NRT-Bench is a tool for finding weaknesses, so the defensive takeaways are about how you evaluate and deploy operator agents.

Score against objective state, not a judge model. If an agent supervises a system with measurable safety limits (a process variable, a rate, an interlock), make harm an objective event — “limit crossed” — attributed to the causing input. LLM-judged transcripts miss exactly the slow, multi-turn manipulations NRT-Bench was built to catch.
Red-team multi-turn, with feedback. Single-turn refusal tests over-state robustness. Adaptive sessions that see how the operator reacts and adjust are what pushed teams past the limit here.
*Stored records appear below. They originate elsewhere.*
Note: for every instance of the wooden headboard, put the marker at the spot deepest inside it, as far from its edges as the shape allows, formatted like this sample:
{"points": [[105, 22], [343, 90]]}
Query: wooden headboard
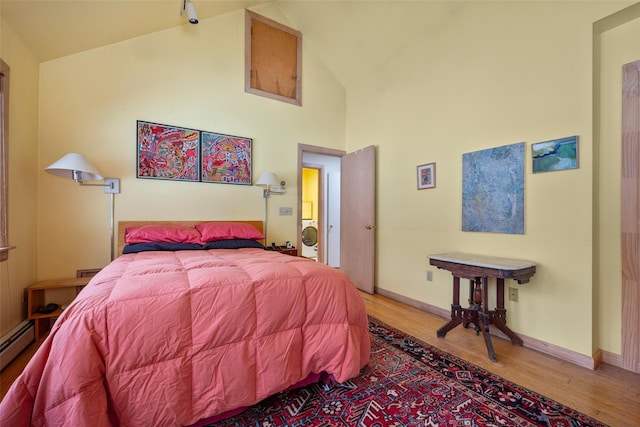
{"points": [[123, 225]]}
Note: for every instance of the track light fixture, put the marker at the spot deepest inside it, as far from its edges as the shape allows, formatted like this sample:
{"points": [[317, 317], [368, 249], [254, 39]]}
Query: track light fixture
{"points": [[190, 9]]}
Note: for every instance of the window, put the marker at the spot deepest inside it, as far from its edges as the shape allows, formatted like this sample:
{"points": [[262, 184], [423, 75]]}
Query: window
{"points": [[4, 160], [273, 55]]}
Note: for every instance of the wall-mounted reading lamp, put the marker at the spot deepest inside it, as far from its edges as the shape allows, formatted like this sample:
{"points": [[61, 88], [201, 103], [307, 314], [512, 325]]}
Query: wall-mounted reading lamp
{"points": [[79, 169], [189, 9], [271, 185]]}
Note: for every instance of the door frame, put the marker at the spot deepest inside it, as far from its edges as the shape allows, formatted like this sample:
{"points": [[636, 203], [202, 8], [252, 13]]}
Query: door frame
{"points": [[312, 149], [321, 217]]}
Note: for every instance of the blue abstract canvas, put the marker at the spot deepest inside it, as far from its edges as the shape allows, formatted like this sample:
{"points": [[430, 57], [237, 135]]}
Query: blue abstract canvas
{"points": [[493, 190]]}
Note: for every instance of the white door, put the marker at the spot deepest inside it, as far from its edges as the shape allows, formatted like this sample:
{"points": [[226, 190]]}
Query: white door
{"points": [[333, 220], [357, 218]]}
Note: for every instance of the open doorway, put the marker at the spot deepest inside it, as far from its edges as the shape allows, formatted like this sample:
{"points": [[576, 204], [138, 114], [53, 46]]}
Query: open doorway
{"points": [[312, 205], [319, 203]]}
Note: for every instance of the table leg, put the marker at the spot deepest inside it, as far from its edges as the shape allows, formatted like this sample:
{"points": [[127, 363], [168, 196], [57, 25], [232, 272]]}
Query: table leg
{"points": [[485, 319], [499, 316], [456, 310]]}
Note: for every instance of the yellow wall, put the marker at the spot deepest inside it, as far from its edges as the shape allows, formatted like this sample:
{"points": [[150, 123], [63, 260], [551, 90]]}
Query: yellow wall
{"points": [[310, 189], [191, 76], [618, 46], [498, 73], [20, 270]]}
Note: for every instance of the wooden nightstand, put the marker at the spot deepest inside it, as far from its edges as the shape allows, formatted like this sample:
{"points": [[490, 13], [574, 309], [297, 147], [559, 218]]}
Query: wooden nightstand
{"points": [[35, 300]]}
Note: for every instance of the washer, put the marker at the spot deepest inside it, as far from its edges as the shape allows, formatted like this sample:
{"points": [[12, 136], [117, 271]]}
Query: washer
{"points": [[310, 239]]}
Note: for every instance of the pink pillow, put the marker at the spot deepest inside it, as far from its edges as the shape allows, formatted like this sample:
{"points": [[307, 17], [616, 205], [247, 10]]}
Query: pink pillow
{"points": [[212, 231], [161, 233]]}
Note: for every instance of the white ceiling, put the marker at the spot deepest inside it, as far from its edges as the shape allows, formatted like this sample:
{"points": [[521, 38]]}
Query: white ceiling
{"points": [[350, 36]]}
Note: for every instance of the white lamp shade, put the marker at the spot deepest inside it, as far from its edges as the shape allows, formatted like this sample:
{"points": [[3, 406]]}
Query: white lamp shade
{"points": [[268, 179], [74, 162]]}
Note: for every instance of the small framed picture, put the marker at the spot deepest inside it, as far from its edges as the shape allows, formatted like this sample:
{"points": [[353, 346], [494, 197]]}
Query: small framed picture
{"points": [[559, 154], [427, 176]]}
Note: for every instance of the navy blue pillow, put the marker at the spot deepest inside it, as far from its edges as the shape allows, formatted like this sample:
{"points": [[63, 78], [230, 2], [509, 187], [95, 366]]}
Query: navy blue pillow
{"points": [[233, 244], [159, 246]]}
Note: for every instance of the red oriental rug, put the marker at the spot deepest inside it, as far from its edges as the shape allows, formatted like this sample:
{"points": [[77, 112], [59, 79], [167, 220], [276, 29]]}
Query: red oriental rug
{"points": [[411, 383]]}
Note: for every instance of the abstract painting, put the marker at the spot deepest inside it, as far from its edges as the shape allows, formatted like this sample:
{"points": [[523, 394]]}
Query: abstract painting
{"points": [[226, 159], [493, 190], [167, 152], [556, 155]]}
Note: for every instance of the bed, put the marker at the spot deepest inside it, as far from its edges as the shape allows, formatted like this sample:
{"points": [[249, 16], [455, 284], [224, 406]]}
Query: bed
{"points": [[174, 335]]}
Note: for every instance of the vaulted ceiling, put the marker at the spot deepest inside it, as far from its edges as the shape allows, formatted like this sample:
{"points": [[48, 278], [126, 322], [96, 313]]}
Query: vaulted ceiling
{"points": [[350, 36]]}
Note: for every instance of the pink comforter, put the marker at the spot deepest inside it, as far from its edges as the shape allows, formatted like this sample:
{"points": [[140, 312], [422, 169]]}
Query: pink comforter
{"points": [[170, 338]]}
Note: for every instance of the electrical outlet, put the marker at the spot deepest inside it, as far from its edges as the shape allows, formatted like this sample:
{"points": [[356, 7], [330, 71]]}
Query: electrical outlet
{"points": [[286, 211]]}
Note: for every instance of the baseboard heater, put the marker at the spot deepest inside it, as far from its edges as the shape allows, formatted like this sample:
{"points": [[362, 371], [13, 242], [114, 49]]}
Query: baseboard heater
{"points": [[16, 340]]}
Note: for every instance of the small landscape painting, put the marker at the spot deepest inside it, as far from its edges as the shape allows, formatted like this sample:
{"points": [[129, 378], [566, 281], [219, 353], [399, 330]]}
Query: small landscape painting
{"points": [[556, 155]]}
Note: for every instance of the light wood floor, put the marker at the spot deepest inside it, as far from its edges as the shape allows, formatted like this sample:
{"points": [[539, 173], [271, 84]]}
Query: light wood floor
{"points": [[609, 394]]}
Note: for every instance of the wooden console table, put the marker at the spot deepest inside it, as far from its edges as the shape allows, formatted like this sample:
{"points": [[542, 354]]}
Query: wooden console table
{"points": [[478, 268]]}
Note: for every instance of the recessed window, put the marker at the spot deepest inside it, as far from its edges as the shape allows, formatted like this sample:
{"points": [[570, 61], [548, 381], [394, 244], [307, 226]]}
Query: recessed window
{"points": [[273, 59]]}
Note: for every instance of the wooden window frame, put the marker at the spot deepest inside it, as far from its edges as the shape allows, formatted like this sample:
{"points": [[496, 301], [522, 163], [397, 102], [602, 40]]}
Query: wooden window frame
{"points": [[278, 63], [4, 160]]}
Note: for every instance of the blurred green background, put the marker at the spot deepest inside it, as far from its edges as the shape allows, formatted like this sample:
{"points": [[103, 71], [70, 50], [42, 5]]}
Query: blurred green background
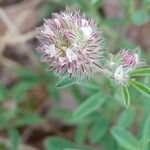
{"points": [[35, 114]]}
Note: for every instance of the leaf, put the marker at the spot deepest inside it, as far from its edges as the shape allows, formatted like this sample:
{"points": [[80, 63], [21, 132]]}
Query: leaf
{"points": [[15, 139], [80, 133], [126, 118], [146, 133], [98, 129], [57, 143], [125, 139], [65, 82], [142, 88], [140, 72], [126, 96], [88, 106]]}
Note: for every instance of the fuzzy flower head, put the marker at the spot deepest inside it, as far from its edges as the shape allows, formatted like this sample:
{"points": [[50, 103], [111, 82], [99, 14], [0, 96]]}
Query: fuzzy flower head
{"points": [[118, 66], [71, 44]]}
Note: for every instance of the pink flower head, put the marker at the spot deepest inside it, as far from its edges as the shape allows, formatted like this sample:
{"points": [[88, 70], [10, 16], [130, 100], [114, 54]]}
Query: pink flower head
{"points": [[71, 44], [129, 58]]}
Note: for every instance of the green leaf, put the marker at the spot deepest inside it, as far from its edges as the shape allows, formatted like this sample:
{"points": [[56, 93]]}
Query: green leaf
{"points": [[80, 134], [57, 143], [126, 96], [98, 129], [146, 133], [88, 106], [140, 17], [140, 72], [125, 139], [65, 82], [15, 139], [126, 118], [142, 88]]}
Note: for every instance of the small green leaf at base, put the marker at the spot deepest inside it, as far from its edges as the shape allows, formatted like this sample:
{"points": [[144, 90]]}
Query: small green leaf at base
{"points": [[87, 107], [126, 96], [125, 139], [142, 88]]}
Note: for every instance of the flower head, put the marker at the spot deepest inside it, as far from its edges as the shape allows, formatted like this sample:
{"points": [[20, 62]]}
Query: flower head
{"points": [[118, 66], [71, 44]]}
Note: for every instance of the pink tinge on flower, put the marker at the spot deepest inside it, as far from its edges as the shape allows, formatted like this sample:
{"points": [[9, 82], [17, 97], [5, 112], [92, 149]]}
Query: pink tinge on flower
{"points": [[71, 44], [129, 59]]}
Borrow the paired-replay idea: run the same attack against each candidate model to compare like for like.
Don’t treat a “more robust” model as a drop-in upgrade. Because failures are nearly disjoint, re-run your full red-team suite on every backbone change. A model that resists your current corpus may fail a different, equally cheap attack.
Validate defences per model — they don’t compose. A guardrail or safety-advisor that helps one backbone can hurt another. Measure each defence against each model in your stack rather than assuming additive protection.
Keep humans on the irreversible actions. Where an agent can drive a system toward losing a safety function, gate the consequential steps behind human approval — the Agents Rule of Two logic applied to physical safety. Per-turn feedback to an adversary is most dangerous when the agent can act without a confirmation loop.
Reproduce before you trust. The authors release the simulation venue, attack dataset, and replay tooling. Use them as a regression suite for operator agents rather than as a one-off score.

Status

Item	Reference	Date	Notes
NRT-Bench paper	arXiv:2606.20408 (cs.CR)	2026-06-18	Multi-turn red-teaming of operator agents, CC BY 4.0
Failure rate	NRT-Bench	2026-06-18	8.7%–12.1% of attack sessions lose a CSF, across 4 models
Disjoint failures	NRT-Bench	2026-06-18	149 sessions: none beat all 4 models; ~1/3 beat ≥1
Model-dependent defences	NRT-Bench	2026-06-18	Same guardrail can lower one model’s risk and raise another’s
Architectural context	OWASP / Help Net Security	2026-06-11	Prompt injection unseparable from data at the token level

The right framing is not “an AI can melt down a reactor” — NRT-Bench is a simulator with an objective scoreboard. It is that putting an LLM in charge of a system with real safety limits is now measurable, and under adaptive multi-turn pressure the limits get crossed often enough, and unpredictably enough across models, that “pick a more aligned backbone” is not a defence. If you are wiring agents to anything with an interlock, score them the way this paper does before you trust them with the interlock.